Is it any wonder that many of the people on the receiving end of this patronising process feel resentment? I have no sympathy with Islamic religious education or fanaticism and it’s attitudes towards education and women, nor their form of education, which is based on recitation and rote learning.  But that also means I have little sympathy with faith-based education full stop – be it Jewish, Muslim or Christian. We are not without fault in out own country with a huge slug of Church of England bishops ensconced in our House of Lords and a rise in problematic faith schools. But let’s not export our idea of education to the rest of the world as if it were a silver bullet leading to the emancipation of women and growth in all economies.
Education does not in itself create jobs
Ha-Joon Chang and several other economists buck the orthodox trend among neo-liberal economists, who state that education is what makes countries richer. This is simply not true. In addition to education, you need a stable political system, and post-school infrastructure that creates jobs for young people when they leave school. Paper-pushing education can in fact hinder this process. 18th century Britain, 19th Century US and Germany, more recently South Korea, Taiwan and China, did not surge forward on the back of ‘education’. If anything, education was a by-product. They had a holistic view of government, policies, targeted spending and purpose. The failure in northern Nigeria is the presence of colonial type schooling in a world without hope. It promises everything and delivers precisely nothing.
Conclusion
It’s easy to Boko Harum them as lunatics but look beyond the headlines and you’ll see a general revulsion of Western interference and values. In many places our ‘schooling’ is received with suspicion and resentment, as it doesn’t change anything. In fact, it eats away at your existing culture, isolating children from the realities of that culture and economy, then spits them out at the end – into nothing. Is it any wonder that they turn to stable, ideological causes, whether it be fundamentalism or insurgency. In that context they have a purpose, a job, a community-they are respected. The vast majority of Boko Haram fighters are boys and young men who had nothing but see, in Boko Haram, something that gives their lives meaning, a gang, a place and a purpose. Education without employment doesn't give you this. Until we waken up and see contextualised education as the solution i.e. real practical, vocational skills, not just chalk and talk lessons to wooden benches, we’ll reap what we sow.

PS

As I was writing this piece King Abdullah of Saudi Arabia died.

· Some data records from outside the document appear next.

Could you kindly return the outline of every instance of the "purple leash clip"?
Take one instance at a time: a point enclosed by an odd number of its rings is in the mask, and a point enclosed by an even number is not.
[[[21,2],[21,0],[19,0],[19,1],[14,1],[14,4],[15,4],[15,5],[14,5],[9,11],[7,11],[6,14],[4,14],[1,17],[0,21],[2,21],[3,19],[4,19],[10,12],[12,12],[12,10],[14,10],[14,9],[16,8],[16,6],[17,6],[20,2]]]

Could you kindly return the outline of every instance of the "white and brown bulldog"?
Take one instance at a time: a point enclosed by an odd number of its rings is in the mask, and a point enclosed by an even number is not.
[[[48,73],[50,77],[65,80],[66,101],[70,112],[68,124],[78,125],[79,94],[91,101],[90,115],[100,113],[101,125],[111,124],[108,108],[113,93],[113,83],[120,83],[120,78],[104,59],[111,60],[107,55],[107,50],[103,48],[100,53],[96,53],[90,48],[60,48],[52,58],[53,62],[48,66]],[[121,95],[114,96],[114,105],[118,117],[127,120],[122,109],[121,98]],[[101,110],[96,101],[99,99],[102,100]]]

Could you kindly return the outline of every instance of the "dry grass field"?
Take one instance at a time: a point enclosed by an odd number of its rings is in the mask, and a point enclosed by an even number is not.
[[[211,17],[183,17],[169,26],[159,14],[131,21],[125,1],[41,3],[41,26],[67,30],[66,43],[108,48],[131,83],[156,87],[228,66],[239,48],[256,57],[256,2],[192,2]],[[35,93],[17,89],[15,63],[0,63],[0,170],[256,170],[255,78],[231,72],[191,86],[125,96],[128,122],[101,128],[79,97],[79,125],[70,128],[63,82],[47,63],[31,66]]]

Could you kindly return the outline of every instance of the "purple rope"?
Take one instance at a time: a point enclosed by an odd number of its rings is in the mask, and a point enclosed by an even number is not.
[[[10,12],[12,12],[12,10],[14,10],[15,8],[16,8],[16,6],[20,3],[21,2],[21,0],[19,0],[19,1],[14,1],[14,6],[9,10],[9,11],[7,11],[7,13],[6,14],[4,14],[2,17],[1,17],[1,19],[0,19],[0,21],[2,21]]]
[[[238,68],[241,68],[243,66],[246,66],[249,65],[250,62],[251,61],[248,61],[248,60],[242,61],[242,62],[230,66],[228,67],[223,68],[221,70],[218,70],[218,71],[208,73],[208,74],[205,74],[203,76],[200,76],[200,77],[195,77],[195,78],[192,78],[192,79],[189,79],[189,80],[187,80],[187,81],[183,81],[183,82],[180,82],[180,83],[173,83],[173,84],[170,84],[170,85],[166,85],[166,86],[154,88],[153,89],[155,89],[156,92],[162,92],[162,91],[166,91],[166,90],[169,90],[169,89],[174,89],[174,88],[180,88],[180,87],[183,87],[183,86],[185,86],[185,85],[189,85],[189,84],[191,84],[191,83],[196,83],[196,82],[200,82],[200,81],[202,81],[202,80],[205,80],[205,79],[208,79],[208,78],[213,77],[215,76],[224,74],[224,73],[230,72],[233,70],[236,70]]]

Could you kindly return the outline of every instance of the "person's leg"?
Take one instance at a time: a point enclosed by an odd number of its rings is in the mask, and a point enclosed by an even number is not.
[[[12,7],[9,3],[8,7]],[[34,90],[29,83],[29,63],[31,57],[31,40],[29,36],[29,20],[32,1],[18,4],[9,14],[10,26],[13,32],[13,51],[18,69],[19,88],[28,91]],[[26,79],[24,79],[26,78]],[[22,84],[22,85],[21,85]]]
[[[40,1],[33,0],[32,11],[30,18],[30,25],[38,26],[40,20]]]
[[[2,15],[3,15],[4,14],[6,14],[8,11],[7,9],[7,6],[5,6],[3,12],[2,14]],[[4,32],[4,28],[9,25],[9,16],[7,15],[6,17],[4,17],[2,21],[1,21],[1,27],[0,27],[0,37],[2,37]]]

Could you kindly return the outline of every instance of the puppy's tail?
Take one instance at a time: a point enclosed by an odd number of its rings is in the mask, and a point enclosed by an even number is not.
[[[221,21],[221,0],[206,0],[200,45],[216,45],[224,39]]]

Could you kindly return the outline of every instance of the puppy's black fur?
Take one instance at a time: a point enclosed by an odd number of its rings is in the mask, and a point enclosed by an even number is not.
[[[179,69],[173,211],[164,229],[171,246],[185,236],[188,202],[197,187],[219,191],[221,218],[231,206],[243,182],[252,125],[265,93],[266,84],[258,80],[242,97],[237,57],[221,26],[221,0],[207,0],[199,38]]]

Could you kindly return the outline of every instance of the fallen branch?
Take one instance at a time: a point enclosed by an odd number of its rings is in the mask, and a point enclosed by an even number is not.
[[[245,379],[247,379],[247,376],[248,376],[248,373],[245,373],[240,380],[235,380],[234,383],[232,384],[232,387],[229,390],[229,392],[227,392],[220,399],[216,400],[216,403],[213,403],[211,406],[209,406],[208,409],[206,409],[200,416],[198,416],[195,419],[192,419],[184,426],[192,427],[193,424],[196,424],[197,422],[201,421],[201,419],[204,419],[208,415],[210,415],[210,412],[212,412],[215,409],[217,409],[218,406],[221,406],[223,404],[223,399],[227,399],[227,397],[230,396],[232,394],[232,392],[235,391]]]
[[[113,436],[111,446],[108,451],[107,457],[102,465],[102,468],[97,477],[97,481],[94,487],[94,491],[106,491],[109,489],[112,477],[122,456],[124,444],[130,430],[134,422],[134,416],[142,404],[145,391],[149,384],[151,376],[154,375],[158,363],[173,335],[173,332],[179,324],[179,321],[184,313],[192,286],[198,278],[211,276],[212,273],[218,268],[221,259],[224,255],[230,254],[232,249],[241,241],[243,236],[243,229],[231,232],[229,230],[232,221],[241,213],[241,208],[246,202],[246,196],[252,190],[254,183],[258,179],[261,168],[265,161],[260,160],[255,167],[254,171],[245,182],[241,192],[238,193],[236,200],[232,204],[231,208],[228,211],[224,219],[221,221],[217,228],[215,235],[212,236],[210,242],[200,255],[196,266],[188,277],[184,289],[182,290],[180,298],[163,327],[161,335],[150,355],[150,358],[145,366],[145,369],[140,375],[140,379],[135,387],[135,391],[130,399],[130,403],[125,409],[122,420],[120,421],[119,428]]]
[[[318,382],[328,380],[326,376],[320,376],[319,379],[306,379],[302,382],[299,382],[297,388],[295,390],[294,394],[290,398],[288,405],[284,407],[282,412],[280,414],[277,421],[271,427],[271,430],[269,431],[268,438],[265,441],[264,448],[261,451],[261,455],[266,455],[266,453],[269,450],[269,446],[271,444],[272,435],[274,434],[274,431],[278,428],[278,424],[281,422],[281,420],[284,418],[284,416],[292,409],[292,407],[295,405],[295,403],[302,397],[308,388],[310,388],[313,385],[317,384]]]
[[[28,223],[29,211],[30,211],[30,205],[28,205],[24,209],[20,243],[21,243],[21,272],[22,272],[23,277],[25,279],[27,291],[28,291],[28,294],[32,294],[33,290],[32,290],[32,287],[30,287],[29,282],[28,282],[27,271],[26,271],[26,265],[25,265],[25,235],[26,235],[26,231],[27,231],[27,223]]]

Let's not forget that it is the Saudi Wahhabi Salafist form of Islam that Boko Haram follow and that the first BOKO Haram leader, Yusuf, was given sanctuary in Saudi Arabia.

2 comments:

Anil said...

You mostly take an "a-cultural" stand on education. So it's refreshing to see a social commentary from you. Astute observations, Donald.

Paul Angileri said...

This is a great post. It really helps paint a picture about why problems persist in African countries, and the points vis a vis religious education and (in Boko Haram's case, brutal) indoctrination and how they subvert an already obsolete system make the whole enterprise of education a total mess.